KA Bread flour is very high protein flour. It is unlikely that you will be able to fully develop the gluten by hand. This flour is meant to be kneaded mechanically. If you really dont want to dirty your mixer, try switching to Alll-Purpose flour.


----------



## mymilkexpired (Nov 16, 2004)

Well i make 4 loafs over the last week and used the mixer for the kneeding... I was able to achieve the windowpane state much easier when i was using the mixer. So i guess its in the mixer from now on...

Thanks for the tips


----------



## kylew (Aug 14, 2000)

Glad it worked out. If you want to play with bread and not use your mixer try King Arthur All Purpose Flour. It has more than enough protein and you can develop its gluten by hand.


----------



## scott123 (Dec 23, 2003)

If you get a chance, try picking up some bread flour from a local bakery. Then smell it/taste it next to King Arthur's. King Arthurs, imo, is horrible tasting flour. You don't notice it when smelling/eating it alone, but next to a good flour, the chemical taste is easily discerned. I promise you, once you start working with bakery flour, you'll never buy flour from the supermarket ever again.
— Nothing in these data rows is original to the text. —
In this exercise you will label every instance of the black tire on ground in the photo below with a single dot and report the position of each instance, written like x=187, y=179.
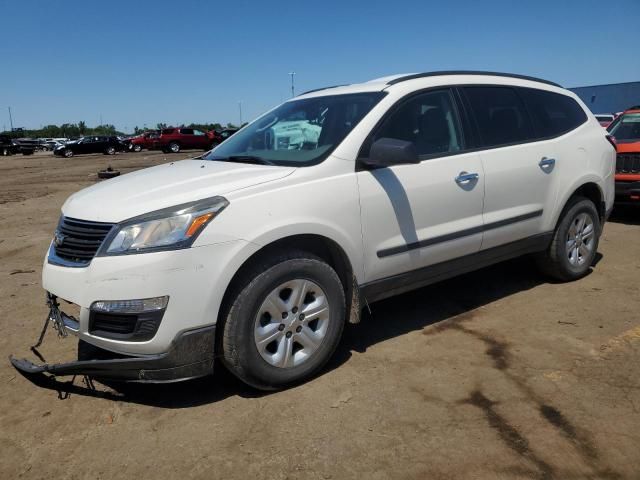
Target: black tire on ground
x=236, y=340
x=555, y=260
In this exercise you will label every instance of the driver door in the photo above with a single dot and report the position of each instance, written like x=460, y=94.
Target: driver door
x=418, y=215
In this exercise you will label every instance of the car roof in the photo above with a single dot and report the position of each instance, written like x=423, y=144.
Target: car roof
x=446, y=77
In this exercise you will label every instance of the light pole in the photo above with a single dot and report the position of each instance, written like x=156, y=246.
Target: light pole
x=293, y=91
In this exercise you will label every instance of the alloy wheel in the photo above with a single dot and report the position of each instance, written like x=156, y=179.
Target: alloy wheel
x=580, y=239
x=291, y=323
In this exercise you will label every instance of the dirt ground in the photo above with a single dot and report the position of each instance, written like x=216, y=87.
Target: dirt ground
x=495, y=374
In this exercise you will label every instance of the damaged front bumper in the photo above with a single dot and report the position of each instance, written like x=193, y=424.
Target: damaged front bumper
x=190, y=355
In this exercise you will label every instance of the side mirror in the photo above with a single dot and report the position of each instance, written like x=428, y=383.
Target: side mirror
x=386, y=152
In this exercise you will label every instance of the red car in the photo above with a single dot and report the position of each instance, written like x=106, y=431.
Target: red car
x=172, y=140
x=626, y=132
x=143, y=141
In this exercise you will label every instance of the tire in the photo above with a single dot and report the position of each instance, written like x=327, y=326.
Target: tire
x=567, y=261
x=312, y=340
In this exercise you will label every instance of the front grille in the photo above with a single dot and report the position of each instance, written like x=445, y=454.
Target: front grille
x=628, y=163
x=78, y=241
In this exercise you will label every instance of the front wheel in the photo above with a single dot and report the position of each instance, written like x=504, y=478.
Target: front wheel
x=575, y=242
x=284, y=322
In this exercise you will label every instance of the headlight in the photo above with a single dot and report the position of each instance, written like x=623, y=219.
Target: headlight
x=167, y=229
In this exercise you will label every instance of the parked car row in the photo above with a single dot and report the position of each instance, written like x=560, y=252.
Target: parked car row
x=12, y=146
x=91, y=144
x=625, y=132
x=169, y=140
x=175, y=139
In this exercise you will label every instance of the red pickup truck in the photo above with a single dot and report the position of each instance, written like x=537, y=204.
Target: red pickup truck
x=172, y=140
x=143, y=141
x=626, y=131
Bakery flour handles beautifully as well. Regardless of the temperature, level of hydration, amount of kneading involved, KA flour would NEVER do a windowpane for me. Not only that, it would tear all the time when I would stretch the dough for pizza - even after being fully rested.
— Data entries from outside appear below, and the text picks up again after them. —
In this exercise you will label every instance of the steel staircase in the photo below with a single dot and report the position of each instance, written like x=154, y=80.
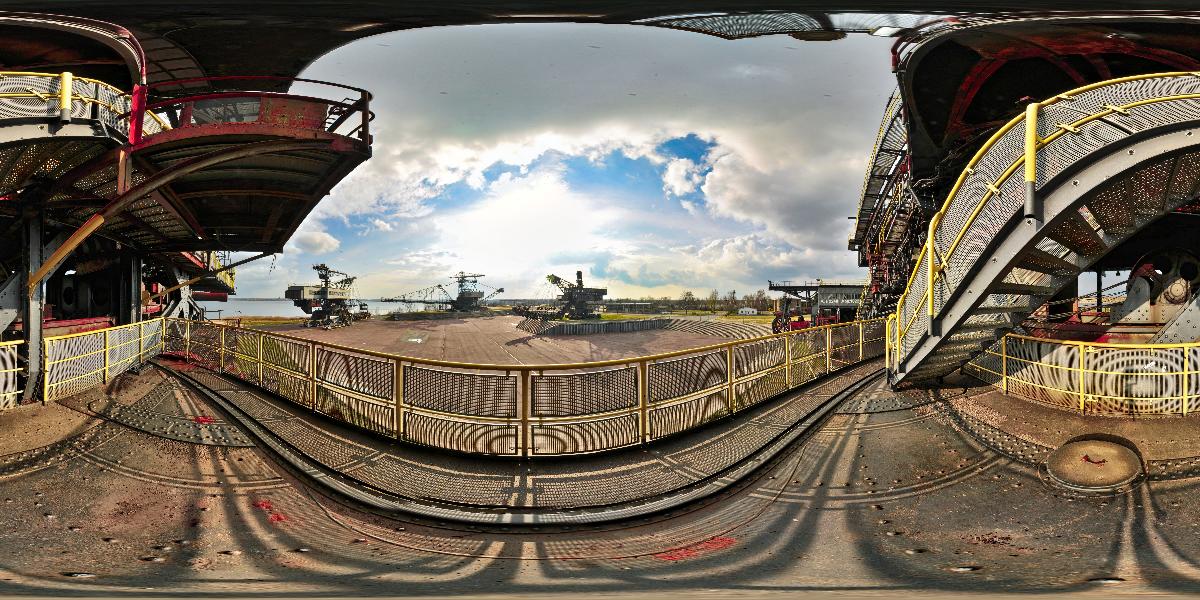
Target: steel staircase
x=1099, y=163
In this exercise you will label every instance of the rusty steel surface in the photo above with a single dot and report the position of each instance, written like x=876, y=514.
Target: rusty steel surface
x=888, y=496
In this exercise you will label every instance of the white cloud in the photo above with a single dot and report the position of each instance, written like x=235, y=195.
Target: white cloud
x=315, y=243
x=681, y=177
x=520, y=223
x=790, y=132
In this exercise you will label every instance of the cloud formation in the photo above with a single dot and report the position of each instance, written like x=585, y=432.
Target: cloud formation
x=471, y=142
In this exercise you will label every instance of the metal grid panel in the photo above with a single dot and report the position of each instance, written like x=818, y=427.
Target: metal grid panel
x=243, y=367
x=287, y=384
x=457, y=393
x=289, y=354
x=153, y=341
x=205, y=345
x=366, y=375
x=1134, y=381
x=478, y=411
x=73, y=364
x=12, y=371
x=370, y=414
x=461, y=436
x=586, y=436
x=760, y=389
x=672, y=419
x=124, y=348
x=676, y=378
x=243, y=341
x=757, y=357
x=985, y=201
x=581, y=394
x=78, y=361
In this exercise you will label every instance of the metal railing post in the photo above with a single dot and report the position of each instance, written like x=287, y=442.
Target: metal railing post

KA bread flour has great marketing/image and a lot of people swear by it (including even Reinhart), but if you ask me, it's garbage, both in taste and in workability.


----------



## lamington (May 2, 2003)

I've been thinking of asking this for ages, and as this thread is addressing the same sort of issue... I hope the original poster doesn't mind... I have 'phases' when my pizza dough is loose and inelastic. It looks dull and tears easily. I generally prepare it with whatever flour I have around (ie, cheap all-purpose through to good baker's flour). 
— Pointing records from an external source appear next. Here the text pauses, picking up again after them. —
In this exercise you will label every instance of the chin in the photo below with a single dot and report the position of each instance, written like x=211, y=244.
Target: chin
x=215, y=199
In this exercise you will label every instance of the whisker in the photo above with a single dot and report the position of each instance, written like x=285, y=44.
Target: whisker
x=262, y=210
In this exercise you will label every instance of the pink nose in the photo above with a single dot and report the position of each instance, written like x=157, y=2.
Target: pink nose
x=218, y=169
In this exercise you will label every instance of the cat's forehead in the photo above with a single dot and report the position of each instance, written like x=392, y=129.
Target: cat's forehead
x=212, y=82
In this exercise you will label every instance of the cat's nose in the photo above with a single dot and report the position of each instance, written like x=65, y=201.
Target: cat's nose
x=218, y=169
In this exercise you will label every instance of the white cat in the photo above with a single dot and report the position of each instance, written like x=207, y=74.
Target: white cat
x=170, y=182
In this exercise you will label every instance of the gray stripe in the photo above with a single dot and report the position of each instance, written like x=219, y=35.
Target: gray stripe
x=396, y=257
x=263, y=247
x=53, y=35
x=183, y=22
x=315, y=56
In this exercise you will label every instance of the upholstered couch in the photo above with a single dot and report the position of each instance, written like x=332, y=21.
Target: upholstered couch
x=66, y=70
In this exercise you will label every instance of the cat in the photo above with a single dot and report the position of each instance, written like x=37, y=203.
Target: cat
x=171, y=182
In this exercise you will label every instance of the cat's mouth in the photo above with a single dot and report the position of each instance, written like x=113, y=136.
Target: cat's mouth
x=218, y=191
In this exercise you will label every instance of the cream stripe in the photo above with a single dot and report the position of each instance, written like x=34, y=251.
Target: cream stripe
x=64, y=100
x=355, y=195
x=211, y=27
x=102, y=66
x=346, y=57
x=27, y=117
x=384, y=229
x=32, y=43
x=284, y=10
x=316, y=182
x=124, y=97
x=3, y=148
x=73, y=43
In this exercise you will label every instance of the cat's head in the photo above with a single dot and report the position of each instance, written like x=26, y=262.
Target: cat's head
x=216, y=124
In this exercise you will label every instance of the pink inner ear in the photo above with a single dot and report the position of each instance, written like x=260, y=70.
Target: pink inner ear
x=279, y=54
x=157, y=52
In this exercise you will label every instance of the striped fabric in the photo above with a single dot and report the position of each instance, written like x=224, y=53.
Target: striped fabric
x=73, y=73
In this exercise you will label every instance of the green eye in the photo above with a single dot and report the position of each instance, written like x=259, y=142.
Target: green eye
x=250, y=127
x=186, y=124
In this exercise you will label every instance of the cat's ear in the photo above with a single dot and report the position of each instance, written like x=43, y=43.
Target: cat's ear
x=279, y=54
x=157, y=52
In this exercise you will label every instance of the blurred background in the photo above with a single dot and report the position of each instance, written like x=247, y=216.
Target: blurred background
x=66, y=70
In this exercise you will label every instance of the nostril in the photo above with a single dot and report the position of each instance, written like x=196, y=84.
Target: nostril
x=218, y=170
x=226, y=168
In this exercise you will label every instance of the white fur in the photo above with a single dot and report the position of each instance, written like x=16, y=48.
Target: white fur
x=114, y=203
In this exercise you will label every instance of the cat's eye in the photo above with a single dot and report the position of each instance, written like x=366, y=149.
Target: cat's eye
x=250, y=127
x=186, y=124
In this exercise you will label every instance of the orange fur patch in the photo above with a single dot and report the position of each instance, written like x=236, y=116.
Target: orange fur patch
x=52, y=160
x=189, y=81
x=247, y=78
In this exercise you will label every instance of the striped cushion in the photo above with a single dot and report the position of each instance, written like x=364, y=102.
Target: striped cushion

1 cup flour, 1/4tsp salt, 2tsp oil, 1/2tsp dry yeast, water as necessary

I just wizz it together in a food processor, or sometimes do it by hand, and have been doing it successfully (mostly) for years. BUT sometimes the dough just refuses to cooperate, regardless of the flour chosen. I wondered about the water, the salt, the oil... nup. Can't identify the source of the problem. But, heck, it can't be a jinx!


----------



## kylew (Aug 14, 2000)

Chacun a son gout  I've been using KA bread flour for years and IMHO produce some pretty tasty breads :chef:


----------



## scott123 (Dec 23, 2003)

KyleW, I used KA flour for many years as well and used to think the exact same thing. I'm sure, as an experienced baker, you've found ways to get around it's limitations.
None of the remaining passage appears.